Umbilical artery velocimetry may influence clinical interpretation of intrapartum cardiotocograms
Article first published online: 7 JAN 2011
1995 Informa UK Ltd All rights reserved: reproduction in whole or part not permitted
Acta Obstetricia et Gynecologica Scandinavica
Volume 74, Issue 7, pages 526–529, July 1995
How to Cite
Almstrom, H., Axelssön, O., Ekman, G., Ingemarsson, I., Maesel, A., Årström, K. and Maršál, K. (1995), Umbilical artery velocimetry may influence clinical interpretation of intrapartum cardiotocograms. Acta Obstetricia et Gynecologica Scandinavica, 74: 526–529. doi: 10.3109/00016349509024383
- Issue published online: 7 JAN 2011
- Article first published online: 7 JAN 2011
- Submitted 31 October, 1994; Accepted 23 February, 1995
- blood-flow velocity;
- Doppler ultrasound;
- fetal monitoring;
- small-for-gestational age;
- umbilical artery
Background. In a previous prospective randomised trial on pregnancies complicated by small-for-gestational-age fetuses fewer operative deliveries for fetal distress were found after antenatal surveillance with umbilical artery Doppler velocimetry (Doppler group) than after surveillance with cardiotocography (CTG group). Despite that, the neonatal outcome was similar in both groups. This raised the question whether the knowledge of the antenatal Doppler results had influenced the obstetric management of labor.

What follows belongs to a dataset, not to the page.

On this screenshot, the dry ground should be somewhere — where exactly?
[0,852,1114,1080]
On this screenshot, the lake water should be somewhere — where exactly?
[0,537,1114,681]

Methods. In this retrospective study 242 intrapartum cardiotocogram tracings, obtained from the above mentioned prospective trial, were re-interpreted by an expert without knowledge of the results in the original study. The re-interpretation was then compared to the original interpretation.
Results. The expert interpreted 18 intrapartum tracings in the Doppler group and 18 in the CTG group as abnormal, whereas the clinicians interpreted only 8 tracings as abnormal in the Doppler group and 18 tracings in the CTG group.
Conclusions. The results of this retrospective study lend support to our hypothesis that the obstetricians in clinical practice are influenced by the knowledge of a normal umbilical Doppler velocimetry when interpreting an intrapartum CTG. This finding may partly explain why there were fewer emergency cesarean sections for fetal distress in the Doppler group than in the CTG group in the original prospective study.